There are always lectures at a congress where one cannot learn much which is new. The contribution of Jean-Paul Madaleno belongs to this category in the observer's opinion. He chose a very difficult and somewhat boring topic and gave a presentation on digital architecture such as can be found in many books. The fact that it can be transferred to other systems, when an appropriate interface has been defined and implemented is not really new, but due to the importance of the topic, sometimes it is a good reminder to have it pointed out.

Twilight Vision – Contrast – Glare: Fundamental physiological considerations

Fritz Paßmann, who teaches at the Handwerkskammer Dortmund, described glare as the mismatch between the eyes’ state of adaptation and the surrounding luminance.
His lecture focused on the physiological basis of contrast and glare. What influence can the lens manufacturer have on contrast sensitivity at dusk through appropriate surface design and coating?
In addition to the distribution of the photoreceptors on the retina, the rods increase towards the periphery to a maximum at about 15° and cones only in the macula. He drew attention to the important fact that the cones for short-wave light, increasingly present today in car headlights, occur at the edge of the fofea centralis. Both lead with oblique, incidental light to more sensitivity and to glare when there is too much light. This sensitivity is supported for short-wave light by the so-called Purkinje shift, in which the rods have their maximum sensitivity at about 507 nm. Glare is the mismatch between the adaptive state of the eye and the ambient luminance. An anti-reflective coating that reflects more in the short-wave range, as well as the new MR8 material which filters up to 420nm, should reduce this effect. In Fritz Paßmann’s opinion, however, many advertisements go way beyond the bounds of physics. Provocatively he ended his talk with the words, "Keep the marketing people in check!"

How to create market space in the optical industry?

This icing-on-the-cake from Mark Mackenzie was a worthy finale of a highly topical congress for the labs and the optical industry.
He referred to W Chan Kim's book, ’Blue Ocean Strategy’. Professor Kim teaches Strategy and Management at the ‘Insead’ business school in Fontainebleau, France. ‘Blue Oceans’ is the term used to describe strategies with which new markets are created. He described three steps:
1. Identify unspoilt markets
2. Generate demand
3. Protect this market so that potential competitors can be dealt with successfully.
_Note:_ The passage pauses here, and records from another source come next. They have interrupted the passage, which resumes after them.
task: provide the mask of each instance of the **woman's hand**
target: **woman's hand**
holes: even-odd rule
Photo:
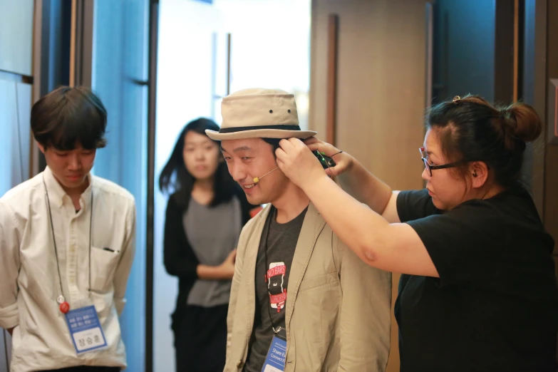
[[[318,150],[334,160],[336,164],[335,167],[326,169],[326,173],[329,176],[336,177],[342,175],[353,166],[352,156],[316,137],[307,139],[304,143],[311,151]]]
[[[231,252],[223,263],[219,265],[221,277],[224,279],[232,279],[234,275],[234,262],[237,259],[237,250]]]
[[[275,150],[277,165],[294,184],[302,190],[321,177],[326,177],[319,160],[298,138],[281,140]]]

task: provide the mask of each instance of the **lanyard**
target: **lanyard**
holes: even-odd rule
[[[269,230],[272,228],[272,219],[274,218],[275,217],[275,207],[272,206],[271,210],[269,211],[269,214],[268,215],[267,219],[266,219],[266,225],[267,227],[267,232],[266,232],[265,235],[265,245],[264,246],[264,255],[265,257],[265,278],[266,278],[266,283],[268,283],[268,281],[269,280],[269,278],[267,277],[267,273],[269,270],[269,263],[267,261],[267,240],[269,238]],[[268,290],[268,295],[269,294],[269,290]],[[268,296],[269,304],[266,307],[267,308],[267,314],[269,316],[269,321],[272,323],[272,329],[273,329],[273,333],[275,334],[277,334],[279,333],[281,329],[282,329],[281,326],[279,326],[277,328],[275,328],[275,324],[273,324],[273,318],[272,318],[272,312],[269,310],[269,308],[272,307],[272,299],[271,297]]]
[[[66,301],[64,298],[64,291],[62,287],[62,276],[60,274],[60,264],[58,263],[58,251],[56,247],[56,238],[54,236],[54,224],[52,220],[52,212],[51,211],[51,200],[48,199],[48,190],[46,188],[46,183],[45,183],[45,177],[43,175],[43,185],[45,187],[45,195],[46,196],[46,205],[48,207],[48,217],[51,222],[51,232],[52,233],[52,242],[54,243],[54,256],[56,259],[56,269],[58,273],[58,284],[60,284],[60,295],[56,297],[56,302],[60,305],[60,311],[64,314],[66,314],[70,310],[70,305]],[[89,286],[88,291],[91,290],[91,227],[93,225],[93,187],[91,187],[91,215],[89,218],[89,270],[88,273],[89,274]]]

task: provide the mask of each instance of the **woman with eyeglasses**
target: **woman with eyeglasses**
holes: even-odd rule
[[[278,165],[363,261],[403,274],[401,371],[555,371],[554,242],[520,180],[541,119],[468,95],[433,106],[425,124],[420,191],[392,191],[317,139],[282,140]],[[316,150],[336,166],[324,171]]]

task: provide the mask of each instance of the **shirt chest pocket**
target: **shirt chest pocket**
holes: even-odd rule
[[[120,259],[120,252],[91,247],[91,289],[105,292],[112,289],[114,273]]]

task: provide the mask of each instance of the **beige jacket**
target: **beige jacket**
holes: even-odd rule
[[[224,372],[242,371],[256,306],[255,264],[271,205],[244,227],[227,316]],[[383,372],[389,355],[391,274],[362,262],[311,203],[293,257],[286,372]]]

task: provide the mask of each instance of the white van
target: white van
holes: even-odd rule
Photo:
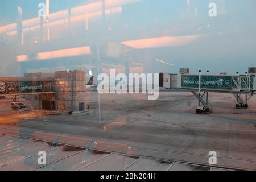
[[[26,108],[25,105],[22,102],[11,102],[11,108],[13,109],[20,109],[23,108]]]

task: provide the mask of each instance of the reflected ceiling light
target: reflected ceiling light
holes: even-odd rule
[[[137,62],[131,62],[133,64],[135,65],[138,65],[139,66],[143,66],[143,64],[142,63],[137,63]]]
[[[36,59],[49,59],[90,54],[89,46],[76,47],[62,50],[40,52],[37,54]]]
[[[16,60],[18,62],[24,62],[28,60],[28,55],[19,55],[17,56]]]
[[[166,62],[164,61],[161,60],[160,59],[157,59],[155,60],[155,61],[156,62],[159,62],[159,63],[163,63],[163,64],[168,64],[168,65],[171,65],[171,66],[174,66],[174,64],[171,64],[171,63],[167,63],[167,62]]]
[[[185,46],[205,35],[184,36],[163,36],[122,42],[123,44],[137,49]]]

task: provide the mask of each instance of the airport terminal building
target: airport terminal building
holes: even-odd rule
[[[86,108],[86,73],[82,71],[26,73],[0,78],[1,95],[24,96],[26,108],[79,112]]]

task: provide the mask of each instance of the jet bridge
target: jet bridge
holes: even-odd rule
[[[170,79],[162,81],[170,82],[170,88],[167,89],[188,89],[198,99],[197,114],[212,112],[208,100],[210,92],[232,94],[237,100],[236,107],[246,109],[249,107],[248,101],[256,92],[256,77],[250,75],[203,75],[201,72],[199,75],[176,74],[176,76],[167,75]],[[177,80],[172,80],[174,79]],[[169,84],[164,83],[163,85]]]

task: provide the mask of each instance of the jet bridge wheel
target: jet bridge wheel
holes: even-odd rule
[[[237,104],[236,105],[236,109],[247,109],[249,107],[249,105],[247,104]]]
[[[212,110],[209,107],[201,107],[201,109],[197,109],[196,110],[196,113],[197,114],[210,114],[210,113],[212,113]]]

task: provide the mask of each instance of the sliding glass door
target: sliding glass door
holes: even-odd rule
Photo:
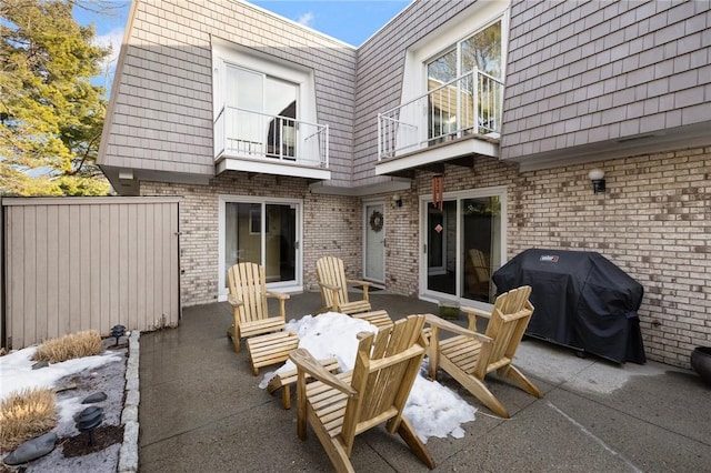
[[[504,188],[445,194],[441,210],[422,199],[425,296],[493,302],[491,274],[505,258],[504,203]]]
[[[227,294],[227,270],[241,262],[263,265],[272,286],[300,286],[301,203],[231,197],[220,201],[220,294]]]

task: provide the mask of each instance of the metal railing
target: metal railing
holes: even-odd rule
[[[503,82],[477,69],[384,113],[378,113],[378,160],[469,134],[501,132]]]
[[[223,107],[214,120],[214,159],[280,160],[329,167],[329,128],[289,117]]]

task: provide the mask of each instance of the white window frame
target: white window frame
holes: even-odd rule
[[[272,198],[272,197],[253,197],[253,195],[232,195],[232,194],[222,194],[218,195],[218,301],[227,301],[228,288],[227,280],[224,276],[226,268],[224,268],[224,246],[226,246],[226,204],[230,203],[259,203],[262,205],[262,210],[264,205],[268,204],[291,204],[297,205],[297,256],[296,256],[296,271],[294,271],[294,282],[274,282],[268,283],[267,286],[270,289],[278,289],[282,292],[294,293],[303,291],[303,252],[302,244],[303,241],[303,200],[302,199],[287,199],[287,198]],[[266,232],[266,219],[261,219],[260,225],[262,228],[262,232]],[[262,241],[262,258],[266,254],[267,249],[264,248],[264,242]]]
[[[297,120],[317,123],[316,80],[313,70],[269,54],[260,53],[218,38],[212,39],[212,118],[217,119],[227,102],[226,64],[247,69],[299,85]],[[268,100],[268,99],[266,99]]]
[[[509,43],[509,1],[474,2],[443,23],[405,52],[401,104],[428,91],[427,66],[475,32],[501,20],[501,80],[505,79]]]

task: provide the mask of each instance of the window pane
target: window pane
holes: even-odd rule
[[[437,89],[443,83],[457,79],[457,50],[452,49],[430,62],[427,67],[427,90]]]
[[[227,67],[227,98],[230,107],[262,112],[263,76],[236,67]]]
[[[267,78],[266,113],[280,117],[268,119],[267,153],[269,155],[281,158],[293,158],[296,155],[298,94],[299,85],[274,78]]]
[[[267,204],[267,282],[293,281],[297,274],[297,208]]]
[[[428,203],[427,289],[454,295],[457,293],[457,201],[448,200],[442,211]]]
[[[464,299],[493,302],[491,274],[501,265],[501,202],[498,197],[464,199],[461,207]]]
[[[462,41],[462,73],[474,67],[501,78],[501,21]]]
[[[224,281],[237,263],[262,263],[261,204],[227,202],[224,205]]]

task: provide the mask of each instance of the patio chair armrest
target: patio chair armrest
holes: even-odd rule
[[[239,299],[232,296],[232,295],[228,295],[227,296],[228,302],[232,305],[233,309],[239,308],[240,305],[243,305],[244,303],[242,301],[240,301]]]
[[[338,285],[327,284],[327,283],[320,282],[320,281],[319,281],[319,286],[323,288],[323,289],[331,290],[331,291],[338,291],[340,289]]]
[[[359,279],[347,279],[346,282],[348,284],[362,285],[364,288],[370,288],[371,285],[373,285],[373,283],[370,281],[361,281]]]
[[[341,381],[339,378],[323,368],[323,364],[319,363],[319,361],[314,359],[308,350],[293,350],[291,353],[289,353],[289,360],[291,360],[297,365],[298,372],[306,372],[313,379],[339,390],[343,394],[351,396],[358,394],[358,391],[351,388],[350,384]]]
[[[491,343],[493,342],[493,339],[483,335],[479,332],[474,332],[472,330],[469,329],[464,329],[463,326],[459,326],[455,323],[452,323],[448,320],[444,319],[440,319],[437,315],[433,314],[425,314],[425,323],[430,324],[431,326],[435,326],[438,329],[441,330],[445,330],[448,332],[452,332],[457,335],[464,335],[464,336],[470,336],[472,339],[477,339],[482,343]]]
[[[277,298],[279,300],[286,301],[287,299],[291,298],[291,295],[286,294],[283,292],[278,292],[278,291],[271,291],[271,290],[267,290],[267,295],[269,295],[270,298]]]
[[[462,312],[468,315],[483,316],[484,319],[491,319],[491,312],[483,311],[475,308],[460,308]]]
[[[475,309],[475,308],[461,308],[461,311],[464,312],[467,314],[467,316],[469,316],[469,330],[473,330],[474,332],[477,331],[477,318],[481,316],[487,319],[487,321],[489,321],[491,319],[491,313],[483,311],[481,309]]]

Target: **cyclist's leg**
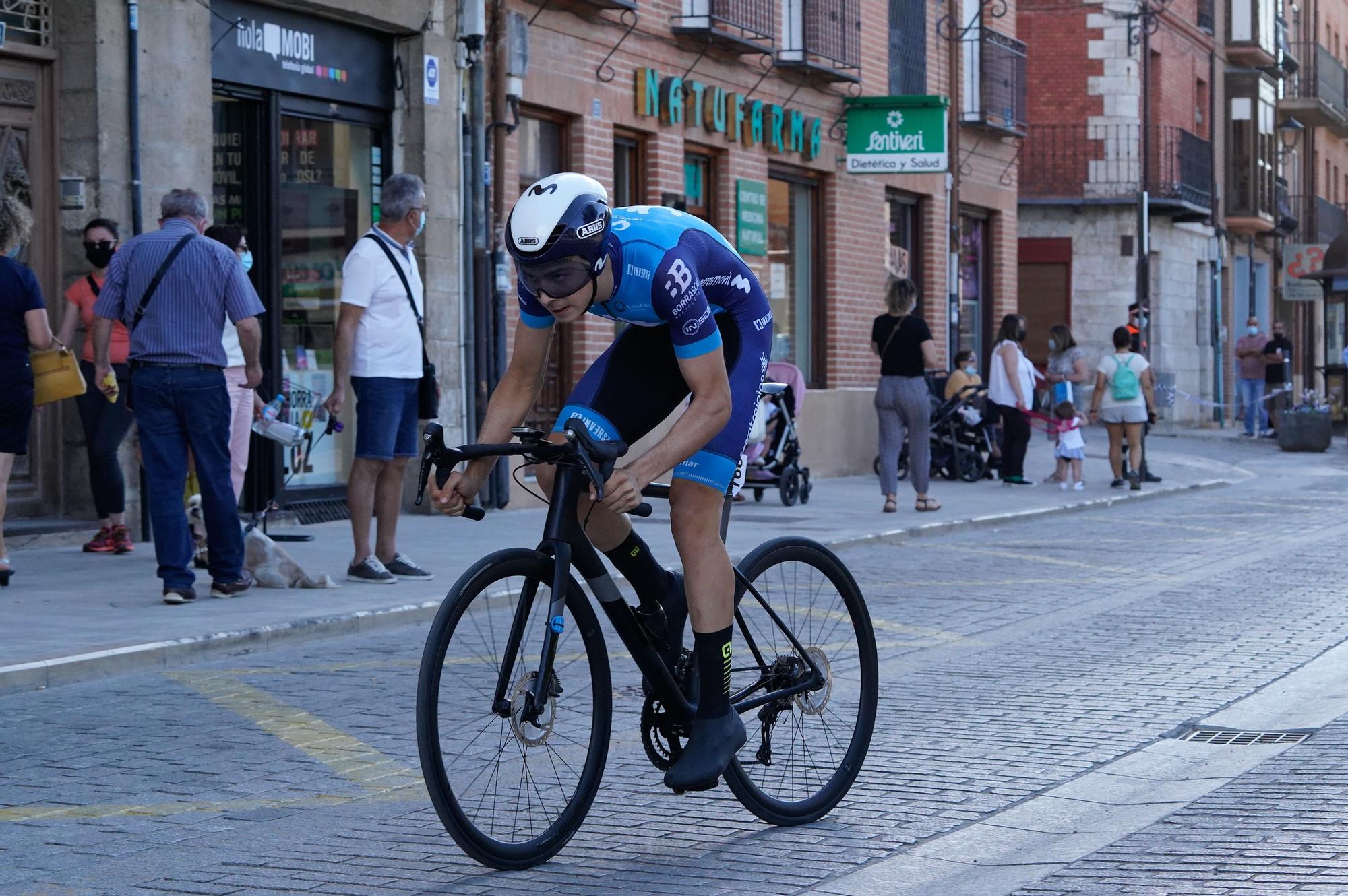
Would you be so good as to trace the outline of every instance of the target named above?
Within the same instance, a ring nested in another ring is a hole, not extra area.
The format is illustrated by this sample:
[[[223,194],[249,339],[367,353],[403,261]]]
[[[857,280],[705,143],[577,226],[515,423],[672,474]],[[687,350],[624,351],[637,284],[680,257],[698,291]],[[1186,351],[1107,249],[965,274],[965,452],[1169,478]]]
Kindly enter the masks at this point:
[[[735,752],[744,745],[744,722],[731,707],[735,573],[720,538],[720,523],[725,492],[754,422],[772,333],[720,318],[717,326],[729,366],[731,419],[702,450],[674,468],[670,490],[670,517],[674,543],[683,561],[700,679],[692,736],[679,761],[665,775],[666,786],[674,790],[714,787]]]

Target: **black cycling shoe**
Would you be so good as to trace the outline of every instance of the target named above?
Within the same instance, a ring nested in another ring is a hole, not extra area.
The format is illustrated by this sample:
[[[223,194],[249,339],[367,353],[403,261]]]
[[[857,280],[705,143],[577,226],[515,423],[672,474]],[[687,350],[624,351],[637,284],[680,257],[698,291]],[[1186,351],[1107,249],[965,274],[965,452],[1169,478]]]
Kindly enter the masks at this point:
[[[733,709],[717,718],[694,718],[683,755],[665,772],[665,786],[675,794],[712,790],[745,740],[744,719]]]

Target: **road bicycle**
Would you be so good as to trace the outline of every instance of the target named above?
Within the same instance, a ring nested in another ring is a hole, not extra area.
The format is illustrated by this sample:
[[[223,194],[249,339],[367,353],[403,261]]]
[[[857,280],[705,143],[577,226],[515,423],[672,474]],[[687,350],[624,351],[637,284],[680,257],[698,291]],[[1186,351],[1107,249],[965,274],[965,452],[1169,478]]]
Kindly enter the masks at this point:
[[[577,517],[589,484],[604,482],[627,446],[590,438],[570,420],[563,442],[512,430],[503,445],[449,449],[423,433],[418,503],[434,468],[443,486],[458,463],[523,457],[557,468],[537,550],[496,551],[460,577],[435,614],[417,689],[422,775],[445,829],[473,860],[499,869],[538,865],[576,834],[599,791],[609,749],[609,659],[643,674],[642,744],[658,769],[681,755],[697,699],[692,652],[673,668],[663,618],[639,614],[607,573]],[[667,485],[644,497],[667,499]],[[727,496],[721,538],[729,519]],[[648,516],[643,503],[634,516]],[[480,507],[466,508],[480,520]],[[578,571],[625,648],[609,652]],[[805,538],[775,538],[736,567],[731,701],[748,740],[724,779],[772,825],[832,811],[856,780],[875,726],[875,635],[856,581]],[[748,600],[744,600],[748,598]],[[673,633],[678,637],[679,633]],[[673,652],[673,651],[670,651]]]

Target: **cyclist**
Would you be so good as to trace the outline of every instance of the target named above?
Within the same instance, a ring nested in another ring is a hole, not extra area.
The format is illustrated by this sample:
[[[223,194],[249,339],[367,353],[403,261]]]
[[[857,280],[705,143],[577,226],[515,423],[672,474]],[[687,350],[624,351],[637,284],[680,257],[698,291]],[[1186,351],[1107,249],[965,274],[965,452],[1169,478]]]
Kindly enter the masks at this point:
[[[580,515],[589,520],[593,544],[642,602],[663,605],[666,649],[674,656],[682,649],[685,614],[692,616],[700,697],[693,730],[665,784],[709,790],[745,740],[729,701],[735,577],[720,520],[771,352],[767,296],[710,225],[675,209],[611,210],[604,187],[581,174],[530,186],[506,222],[506,245],[519,275],[519,325],[480,441],[510,441],[511,427],[538,399],[554,323],[573,323],[586,313],[631,326],[581,377],[549,438],[561,441],[562,426],[578,418],[599,439],[632,443],[692,395],[674,427],[613,472],[603,503],[582,500]],[[433,488],[435,508],[462,513],[495,462],[473,461],[442,490]],[[625,516],[642,489],[670,469],[670,523],[683,581],[656,563]],[[538,476],[551,490],[553,469],[539,466]]]

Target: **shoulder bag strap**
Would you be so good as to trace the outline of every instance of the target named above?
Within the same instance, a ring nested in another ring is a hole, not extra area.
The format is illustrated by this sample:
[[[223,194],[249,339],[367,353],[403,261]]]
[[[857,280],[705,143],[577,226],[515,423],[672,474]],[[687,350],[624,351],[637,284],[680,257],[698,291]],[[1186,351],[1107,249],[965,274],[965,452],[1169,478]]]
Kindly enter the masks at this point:
[[[140,318],[146,315],[146,306],[150,305],[150,299],[154,298],[155,290],[159,288],[159,282],[164,279],[164,274],[168,272],[168,267],[173,264],[174,259],[178,257],[178,253],[182,252],[183,247],[191,243],[195,236],[195,233],[189,233],[183,238],[178,240],[178,243],[175,243],[168,251],[168,257],[166,257],[163,264],[159,265],[159,269],[155,271],[155,276],[151,278],[150,286],[146,287],[146,294],[140,296],[140,305],[136,306],[136,315],[131,319],[132,330],[135,330],[136,325],[140,323]]]
[[[398,271],[398,279],[403,282],[403,288],[407,290],[407,305],[412,306],[412,317],[417,318],[417,329],[422,334],[422,350],[425,352],[426,323],[422,321],[421,314],[417,311],[417,299],[412,298],[412,284],[407,282],[407,275],[403,274],[403,265],[398,264],[398,259],[394,257],[392,251],[377,236],[375,236],[373,233],[367,233],[363,238],[373,240],[375,245],[383,249],[384,255],[388,256],[388,263],[394,265],[395,271]]]

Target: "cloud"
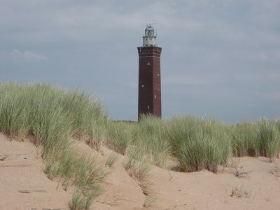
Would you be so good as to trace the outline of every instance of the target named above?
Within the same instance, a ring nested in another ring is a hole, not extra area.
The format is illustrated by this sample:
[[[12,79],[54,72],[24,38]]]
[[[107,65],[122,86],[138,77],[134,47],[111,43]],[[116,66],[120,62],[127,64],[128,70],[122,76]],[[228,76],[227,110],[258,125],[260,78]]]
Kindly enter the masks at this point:
[[[48,61],[43,55],[37,54],[29,50],[20,51],[13,49],[10,52],[12,61],[18,64],[36,64]]]

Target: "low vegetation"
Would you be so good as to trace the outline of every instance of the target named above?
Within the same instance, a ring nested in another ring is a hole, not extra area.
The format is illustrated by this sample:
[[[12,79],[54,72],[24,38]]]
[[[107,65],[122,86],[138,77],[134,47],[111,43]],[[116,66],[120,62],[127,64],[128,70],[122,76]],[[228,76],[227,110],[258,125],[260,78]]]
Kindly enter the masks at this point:
[[[96,160],[71,149],[75,138],[98,145],[107,116],[99,99],[48,85],[0,84],[0,131],[31,136],[43,148],[45,172],[65,190],[75,188],[73,209],[87,209],[101,192],[104,172]]]
[[[279,120],[262,118],[230,125],[194,116],[160,120],[147,115],[138,123],[113,121],[99,99],[80,90],[45,84],[0,83],[0,132],[29,136],[43,148],[45,172],[50,178],[59,179],[65,190],[75,188],[73,209],[88,209],[101,192],[105,173],[104,164],[77,154],[71,147],[71,139],[83,141],[97,150],[103,144],[127,155],[124,167],[146,186],[150,184],[145,178],[150,164],[182,172],[216,173],[232,156],[261,155],[274,162],[280,153]],[[115,158],[112,153],[105,164],[111,167]],[[150,201],[149,197],[147,204]]]

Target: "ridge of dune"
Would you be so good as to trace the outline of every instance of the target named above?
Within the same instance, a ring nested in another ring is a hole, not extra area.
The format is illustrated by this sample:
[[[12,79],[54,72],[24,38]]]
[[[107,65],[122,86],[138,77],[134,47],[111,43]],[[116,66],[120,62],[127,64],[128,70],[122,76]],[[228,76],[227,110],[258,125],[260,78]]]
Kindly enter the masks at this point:
[[[84,153],[105,161],[112,152],[102,146],[99,152],[83,142],[74,146]],[[280,179],[270,171],[280,161],[270,163],[265,158],[234,158],[237,165],[248,172],[239,178],[233,168],[183,173],[153,166],[151,188],[155,200],[144,207],[146,195],[138,182],[123,167],[125,156],[118,155],[104,183],[103,193],[90,209],[278,209]],[[65,191],[57,181],[43,172],[44,163],[36,146],[29,141],[10,141],[0,134],[0,209],[69,209],[71,188]],[[230,196],[236,188],[247,196]]]

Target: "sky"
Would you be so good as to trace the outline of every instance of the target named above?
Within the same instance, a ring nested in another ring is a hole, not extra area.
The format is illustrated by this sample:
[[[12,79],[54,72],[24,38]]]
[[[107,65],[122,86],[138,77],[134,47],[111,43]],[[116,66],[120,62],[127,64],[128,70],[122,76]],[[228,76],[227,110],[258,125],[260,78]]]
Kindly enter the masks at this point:
[[[136,120],[146,22],[162,48],[162,118],[280,117],[279,0],[0,0],[0,82],[80,88]]]

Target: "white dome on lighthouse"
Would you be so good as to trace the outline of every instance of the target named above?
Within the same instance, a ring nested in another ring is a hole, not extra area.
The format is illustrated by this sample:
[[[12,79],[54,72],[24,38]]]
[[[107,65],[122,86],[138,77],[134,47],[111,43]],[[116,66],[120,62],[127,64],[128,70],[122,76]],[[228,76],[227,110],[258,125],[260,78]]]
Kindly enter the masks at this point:
[[[148,23],[145,29],[145,36],[154,36],[155,29],[151,24]]]
[[[157,46],[157,36],[155,29],[151,23],[148,23],[145,29],[145,35],[143,36],[144,47],[155,47]]]

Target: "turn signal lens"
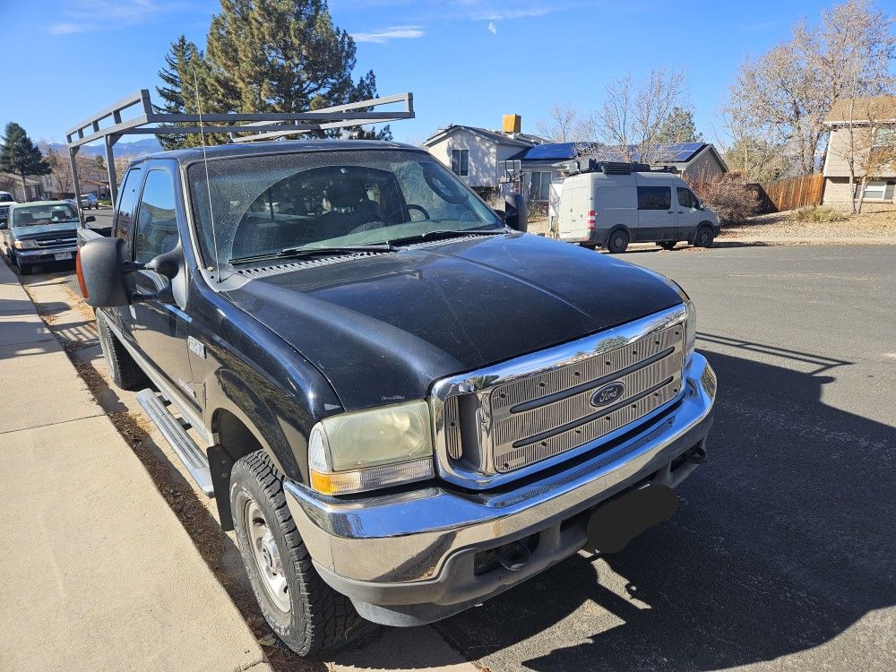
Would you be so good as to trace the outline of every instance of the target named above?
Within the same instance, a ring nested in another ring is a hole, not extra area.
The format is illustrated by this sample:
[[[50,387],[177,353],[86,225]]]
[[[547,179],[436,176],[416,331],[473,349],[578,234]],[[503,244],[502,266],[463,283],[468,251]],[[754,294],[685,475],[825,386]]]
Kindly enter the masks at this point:
[[[348,495],[431,478],[430,426],[424,401],[324,418],[308,437],[311,487]]]

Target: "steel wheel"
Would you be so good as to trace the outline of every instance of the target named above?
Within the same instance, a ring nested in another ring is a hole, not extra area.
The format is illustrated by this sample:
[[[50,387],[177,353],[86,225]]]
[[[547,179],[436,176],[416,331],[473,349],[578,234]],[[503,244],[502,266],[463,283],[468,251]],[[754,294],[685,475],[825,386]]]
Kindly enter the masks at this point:
[[[254,499],[246,500],[243,516],[252,547],[252,558],[255,562],[264,591],[278,609],[283,614],[289,614],[291,609],[289,584],[283,572],[283,560],[271,527]]]

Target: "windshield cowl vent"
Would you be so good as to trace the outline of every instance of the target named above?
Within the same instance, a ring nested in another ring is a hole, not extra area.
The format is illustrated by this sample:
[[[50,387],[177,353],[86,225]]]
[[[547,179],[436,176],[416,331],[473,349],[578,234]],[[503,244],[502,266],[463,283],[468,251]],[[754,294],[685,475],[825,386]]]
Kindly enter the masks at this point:
[[[325,257],[323,259],[301,259],[295,262],[284,262],[283,263],[271,263],[265,266],[254,266],[253,268],[241,268],[237,271],[239,275],[246,278],[266,278],[271,275],[279,275],[290,271],[301,271],[306,268],[315,266],[329,266],[332,263],[343,263],[353,259],[361,259],[366,256],[377,256],[387,254],[388,252],[358,252],[355,254],[339,254],[338,256]]]

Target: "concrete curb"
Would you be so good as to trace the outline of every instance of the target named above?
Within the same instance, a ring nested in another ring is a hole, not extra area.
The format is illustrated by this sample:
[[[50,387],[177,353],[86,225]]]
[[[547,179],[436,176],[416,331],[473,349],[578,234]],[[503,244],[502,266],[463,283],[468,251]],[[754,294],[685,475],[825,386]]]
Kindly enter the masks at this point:
[[[0,263],[0,668],[271,669]]]

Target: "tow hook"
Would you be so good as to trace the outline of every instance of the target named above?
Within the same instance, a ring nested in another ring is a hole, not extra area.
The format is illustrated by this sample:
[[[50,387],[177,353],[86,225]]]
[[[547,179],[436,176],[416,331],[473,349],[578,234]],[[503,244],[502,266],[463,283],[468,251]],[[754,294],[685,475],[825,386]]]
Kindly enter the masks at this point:
[[[504,569],[519,572],[529,564],[531,555],[528,546],[521,541],[514,541],[498,548],[498,562]]]
[[[696,445],[687,452],[685,459],[691,464],[702,464],[706,461],[706,449],[702,445]]]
As examples, Mark Mackenzie gave the introduction of digital surfacing and polishing at the turn of the century, as well as plastic lenses with the refractive index n = 1.56 and multifocal contact lenses, also explaining the background to these innovations.
Digital surfacing and polishing led to the development of progressives, which could be made where the position of the frame in front of the eyes, the life style of the wearer and/or the physiology of the wearer could all be incorporated into the design.
1.56 index organic lenses. This product, available in both clear and photochromic, appealed to consumers in poorer countries who wanted a thin lens at an affordable price. A pair of clear 1.56 index lenses is sold to the optician for between € 2.50 - € 5.00 and retailed to the consumer for between €7 - €10. In the Asia-Pacific region these lenses account for 79% of the market.
Appeal to the ageing population of contact lens wearers, as well as persons who wanted to continue with an active life style. There were between 500,000 and 600,000 multifocal contact lens wearers in 2015. EuromContact started recording multifocal contact lens sales in 2006.

Next year

Contrary to our original plans, MAFO – The Conference 2018 will again be held on the day before the Mido in Milan, on 23 February 2018.